As we continue to curate a pool of educational resources online, one of the facets that I’ve encountered frequently of late is how OER align to curricular standards or quality metrics. This is an example of curating for something other than the subject. That is, while early curation systems classified web pages based on their topic, there’s no reason they couldn’t classify based on what curricular standard they address instead. Embracing curation has the potential to enable new assessments and metrics that build on the nature of the web and are more broadly applicable. For example, if online education embraces a culture of linking and composition using links, it’s possible to imagine a measure of reach and impact based on links and referrers, instead of just visitors.

As we begin to explore these questions, there’s also the opportunity for this community to lead developments on the web instead of just following past trends. As this community of practice continues to develop, we can learn from the past and iterate to increase our impact and reach. While search engines initially just leveraged links to determine where a resource fits in the web, there is increasing recognition that structured data can help us develop tools that provide better results and user experiences. Web scale search providers are beginning to leverage this information to improve search results to include information like the number of stars a restaurant is reviewed at, or the cost of a product you searched for. Creative Commons uses structured data to indicate that the link to our license isn’t just another link, it actually has some meaning. By annotating links with information about their meaning, we can enable tools which give weight to different relationships based on context.

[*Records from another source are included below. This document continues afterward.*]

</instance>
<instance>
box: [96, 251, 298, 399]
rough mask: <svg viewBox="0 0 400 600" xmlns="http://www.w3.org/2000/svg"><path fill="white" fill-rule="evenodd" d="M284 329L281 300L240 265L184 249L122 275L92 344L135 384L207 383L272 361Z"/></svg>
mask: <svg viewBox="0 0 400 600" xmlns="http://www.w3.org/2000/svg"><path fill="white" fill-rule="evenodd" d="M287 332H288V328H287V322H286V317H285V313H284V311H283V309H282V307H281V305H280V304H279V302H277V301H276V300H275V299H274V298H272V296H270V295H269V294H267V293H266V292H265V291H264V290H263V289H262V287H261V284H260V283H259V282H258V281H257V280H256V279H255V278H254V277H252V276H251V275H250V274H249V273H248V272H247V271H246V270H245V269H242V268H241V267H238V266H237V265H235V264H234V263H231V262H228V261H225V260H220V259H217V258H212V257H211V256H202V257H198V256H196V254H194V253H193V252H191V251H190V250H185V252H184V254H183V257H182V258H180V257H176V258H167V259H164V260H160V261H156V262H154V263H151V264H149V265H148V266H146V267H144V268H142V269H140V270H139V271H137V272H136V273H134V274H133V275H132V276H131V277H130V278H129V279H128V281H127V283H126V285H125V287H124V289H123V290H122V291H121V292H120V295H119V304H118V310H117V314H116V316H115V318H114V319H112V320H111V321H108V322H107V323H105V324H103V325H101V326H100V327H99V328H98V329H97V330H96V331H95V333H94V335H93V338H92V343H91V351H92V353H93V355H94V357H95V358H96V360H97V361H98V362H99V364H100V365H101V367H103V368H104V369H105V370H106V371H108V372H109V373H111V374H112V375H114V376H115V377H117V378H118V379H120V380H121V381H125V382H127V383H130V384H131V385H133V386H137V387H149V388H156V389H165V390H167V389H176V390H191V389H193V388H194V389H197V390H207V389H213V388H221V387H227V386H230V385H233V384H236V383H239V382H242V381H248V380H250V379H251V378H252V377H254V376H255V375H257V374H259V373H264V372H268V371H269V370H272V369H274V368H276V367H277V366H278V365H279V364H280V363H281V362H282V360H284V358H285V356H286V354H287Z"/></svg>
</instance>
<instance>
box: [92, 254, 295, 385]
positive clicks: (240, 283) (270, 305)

There is a great opportunity to develop rough consensus and working code around how structured data can be used to indicate the relationship between parts of a curriculum, alignment of resources to a curricular standard, or the sources a work uses. This is the next reasonable step for the use of structured data and curation on the web, and the open education community has a real opportunity to lead. As we publish resources online, we can develop a practice of linking, annotation, and curation.

This high level, incredibly vague, and very, very selective history of the web shows that there are many lessons education on the web can learn, and at least an equal number of areas where it can lead. There is excitement and passion, but we need to ask ourselves some hard questions as we move forward. What does success look like, how do we measure our impact and reach, and what can we learn from those who have gone before.

Thank you.